InterAksyon.com
The online news portal of TV5
BRASILIA -- A judge on Monday ordered the detention of two military police officers who had been sentenced for the 1996 killing of 19 landless farmers during a protest march in the northern Brazilian state of Para.
Judge Edmar Pereira ruled that Colonel Mario Colares Pantoja, who was sentenced to 228 years in jail in 2002 and Major Jose Maria Pereira de Oliveira, sentenced to 158 years, should be detained, a Para court said.
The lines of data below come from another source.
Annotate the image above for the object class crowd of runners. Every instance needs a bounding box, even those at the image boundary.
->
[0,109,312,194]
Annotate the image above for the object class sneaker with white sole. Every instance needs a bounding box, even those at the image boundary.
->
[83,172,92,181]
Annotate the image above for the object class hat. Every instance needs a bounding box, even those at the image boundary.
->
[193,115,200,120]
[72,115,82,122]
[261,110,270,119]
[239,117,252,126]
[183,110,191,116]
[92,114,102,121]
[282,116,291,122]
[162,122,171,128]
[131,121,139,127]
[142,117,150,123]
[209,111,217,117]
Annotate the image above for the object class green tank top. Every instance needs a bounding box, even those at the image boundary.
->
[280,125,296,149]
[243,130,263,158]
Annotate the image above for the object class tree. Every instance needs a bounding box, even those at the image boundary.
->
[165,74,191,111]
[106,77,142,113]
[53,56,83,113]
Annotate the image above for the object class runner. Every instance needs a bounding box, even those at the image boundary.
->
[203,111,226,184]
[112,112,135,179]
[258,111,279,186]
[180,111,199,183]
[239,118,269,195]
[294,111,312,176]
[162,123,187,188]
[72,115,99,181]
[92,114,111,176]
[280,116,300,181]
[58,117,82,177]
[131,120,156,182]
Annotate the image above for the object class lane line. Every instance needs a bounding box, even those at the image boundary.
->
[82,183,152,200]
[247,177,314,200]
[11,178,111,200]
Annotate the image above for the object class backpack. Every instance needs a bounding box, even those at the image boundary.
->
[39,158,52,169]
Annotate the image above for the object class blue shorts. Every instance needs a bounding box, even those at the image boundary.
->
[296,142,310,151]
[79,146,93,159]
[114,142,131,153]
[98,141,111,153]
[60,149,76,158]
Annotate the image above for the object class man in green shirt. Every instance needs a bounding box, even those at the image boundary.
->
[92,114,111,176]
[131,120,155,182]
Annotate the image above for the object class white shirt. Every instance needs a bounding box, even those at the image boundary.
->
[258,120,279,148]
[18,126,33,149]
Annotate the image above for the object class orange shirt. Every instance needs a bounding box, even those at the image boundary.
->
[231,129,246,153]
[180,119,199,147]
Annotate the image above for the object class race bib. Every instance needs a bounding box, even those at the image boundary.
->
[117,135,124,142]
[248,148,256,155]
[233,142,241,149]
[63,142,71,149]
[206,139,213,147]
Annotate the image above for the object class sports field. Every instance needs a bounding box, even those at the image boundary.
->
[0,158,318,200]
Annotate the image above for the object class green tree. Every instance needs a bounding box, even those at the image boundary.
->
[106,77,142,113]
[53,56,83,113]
Both officers were in charge of police personnel who opened fire in April 1996 on activists of the Landless Workers Movement (MST) that were blocking a road at Eldorado dos Carajas in Para state, killing 19 and wounding 70, according to the prosecution.
The protesters were calling for the federal appropriation of an unproductive ranch where the MST had mounted a camp called "Macaxeira" with almost 3000 families.
Despite the 2002 sentence, the two police officers managed to avoid jail, through a series of appeals.
Every year, the MST marks the anniversary of what it calls a "massacre" with nationwide protests.
Meanwhile on Monday the Pastoral Land Commission (CPT), the Catholic Church's arm that fights for the rights of rural workers, peasants and defends land reforms, slammed a 15 percent increase in conflicts over disputes over land of labor issues.
It also decried a surge in the number of death threats from 125 in 2010 to 347 last year, most of them in the Amazon region.
"The Amazon is stained with blood and this stain continues to expand," Laisa Santos, sister of former activist Maria do Espirito Santo, who was killed along with her husband in 2011 in Para, told the official Agencia Brasil.
Last year, indigenous Kaiowa Guarani chieftain Nissio Gomes was killed by armed, hooded gunmen in his hamlet but his body was never found, indigenous officials said.
Rights groups say that there have been very few prosecutions in such killings and that the loggers, ranchers and estate owners believed to be behind the murders are rarely brought to justice.
The Pastoral Land Commission and the MST are campaigning for agrarian reform that would redistribute land owned by big landowners to landless farmers.